- Born: 1766?
- Died: 1823 Edinburgh
- Occupation: poet
- Period: 1790–1806

= Rebekah Carmichael =

Rebekah Carmichael, also spelled Rebecca, later Hay (1766?–1823) was a British poet. Most of her works are sonnets and short lyrical poems.

== Biography ==
Rebekah Carmichael was most likely born in London, to James and Sarah Carmichael and was baptized at the church of St. Martin-in-the-Fields on 24 May 1766, although according to some sources, she may have been born and raised in Edinburgh, Scotland. If she was born in London, her reason of her moving to Scotland is unknown. Her parents died when she was young. In 1793, she married John Hay in Edinburgh, with whom she had four children, including the well-regarded artist and writer David Ramsay Hay.

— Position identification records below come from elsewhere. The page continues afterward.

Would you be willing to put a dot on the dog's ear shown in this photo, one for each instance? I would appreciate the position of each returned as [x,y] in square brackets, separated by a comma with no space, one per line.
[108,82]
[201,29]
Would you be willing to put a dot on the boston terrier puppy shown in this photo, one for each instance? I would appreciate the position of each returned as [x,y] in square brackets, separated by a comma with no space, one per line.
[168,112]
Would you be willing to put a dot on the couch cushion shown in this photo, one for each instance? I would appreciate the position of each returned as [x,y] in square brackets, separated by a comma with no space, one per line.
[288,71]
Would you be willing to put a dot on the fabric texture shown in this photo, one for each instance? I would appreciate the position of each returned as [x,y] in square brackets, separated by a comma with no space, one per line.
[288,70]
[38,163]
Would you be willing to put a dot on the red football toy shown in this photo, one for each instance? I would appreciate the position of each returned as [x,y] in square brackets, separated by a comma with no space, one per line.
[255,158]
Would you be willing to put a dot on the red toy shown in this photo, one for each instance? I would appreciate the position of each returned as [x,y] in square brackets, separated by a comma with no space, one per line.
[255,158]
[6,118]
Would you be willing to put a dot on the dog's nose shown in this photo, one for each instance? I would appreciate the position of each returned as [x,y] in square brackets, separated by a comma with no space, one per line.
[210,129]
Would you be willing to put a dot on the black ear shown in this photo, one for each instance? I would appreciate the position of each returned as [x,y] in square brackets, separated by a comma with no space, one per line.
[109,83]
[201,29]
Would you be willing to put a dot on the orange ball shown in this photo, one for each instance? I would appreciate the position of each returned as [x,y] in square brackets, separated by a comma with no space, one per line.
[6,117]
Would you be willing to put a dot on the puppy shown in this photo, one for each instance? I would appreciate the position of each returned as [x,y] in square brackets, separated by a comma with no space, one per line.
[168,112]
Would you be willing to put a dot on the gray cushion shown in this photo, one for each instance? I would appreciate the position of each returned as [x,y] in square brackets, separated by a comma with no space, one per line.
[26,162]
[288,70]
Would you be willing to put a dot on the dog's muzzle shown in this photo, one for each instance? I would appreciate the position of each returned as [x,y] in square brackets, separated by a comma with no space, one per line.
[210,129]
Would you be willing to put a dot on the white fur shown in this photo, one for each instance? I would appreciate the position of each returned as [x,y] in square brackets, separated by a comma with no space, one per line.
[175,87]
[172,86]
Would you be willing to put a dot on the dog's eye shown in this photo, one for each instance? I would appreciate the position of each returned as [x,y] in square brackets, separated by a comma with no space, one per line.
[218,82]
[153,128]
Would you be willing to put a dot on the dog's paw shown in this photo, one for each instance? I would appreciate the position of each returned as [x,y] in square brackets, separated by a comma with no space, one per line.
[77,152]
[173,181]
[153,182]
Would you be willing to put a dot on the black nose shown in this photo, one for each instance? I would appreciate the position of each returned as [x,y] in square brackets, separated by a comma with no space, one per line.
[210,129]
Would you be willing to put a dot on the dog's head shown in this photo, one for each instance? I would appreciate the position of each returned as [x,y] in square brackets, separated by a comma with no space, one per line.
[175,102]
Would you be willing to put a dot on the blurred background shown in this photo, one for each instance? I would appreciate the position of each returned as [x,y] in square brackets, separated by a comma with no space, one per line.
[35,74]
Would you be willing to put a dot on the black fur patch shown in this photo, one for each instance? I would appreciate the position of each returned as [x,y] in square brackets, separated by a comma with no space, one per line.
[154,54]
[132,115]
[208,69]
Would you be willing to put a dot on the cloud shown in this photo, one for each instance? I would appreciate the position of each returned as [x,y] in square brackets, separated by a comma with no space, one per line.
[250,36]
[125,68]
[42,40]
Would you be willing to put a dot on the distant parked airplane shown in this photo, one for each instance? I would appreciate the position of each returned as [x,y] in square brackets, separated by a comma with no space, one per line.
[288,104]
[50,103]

As a published writer, she was active in the years 1790–1806. Much of her poetry work contains themes of love, loss, and beauty. She appears to have had significant connections in Scotland; in 1787, Robert Burns gave her a book of poetry by Robert Fergusson, in which he wrote: "This copy of Ferguson's Poems is presented as a mark of esteem, friendship, and regard to Miss R. Carmichael, poetess". In 1790, she published in Edinburgh a collection of her works under the title Poems, signed with her birth name of Carmichael. The book was dedicated to David Stuart Moncreiff and was published by subscription; Burns was among the recipients. The topics of the poems were varied, ranging from love to musings on nature. One of her subscribers includes physician to King George II, Dr Carmichael Smyth of London.

In 1806, she published in a single sheet "Extempore, on seeing Sir William Forbes's Funeral" under her married name.

Records show that Carmichael became severely impoverished when her husband, John Hay, died in 1806. A letter attached to her poem "Extempore, on Seeing Sir William Forbes Funeral" addressed to Archibald Constable begs him for a loan. She died in 1823 due to an unknown accident and is buried at Canongate, a street in Edinburgh.

Her poetry was included in such anthologies as Eighteenth Century Women Poets: An Oxford Anthology (1989) and Scottish Poetry, 1730-1830 (2023).

Carmichael's poetry style is similar to those of many other romantic poets of the era. She was influenced by poet Anna Laetitia Barbauld, who promoted exploring personal feelings in literature. Carmichael incorporates vivid imagery and sincerity in her poetry.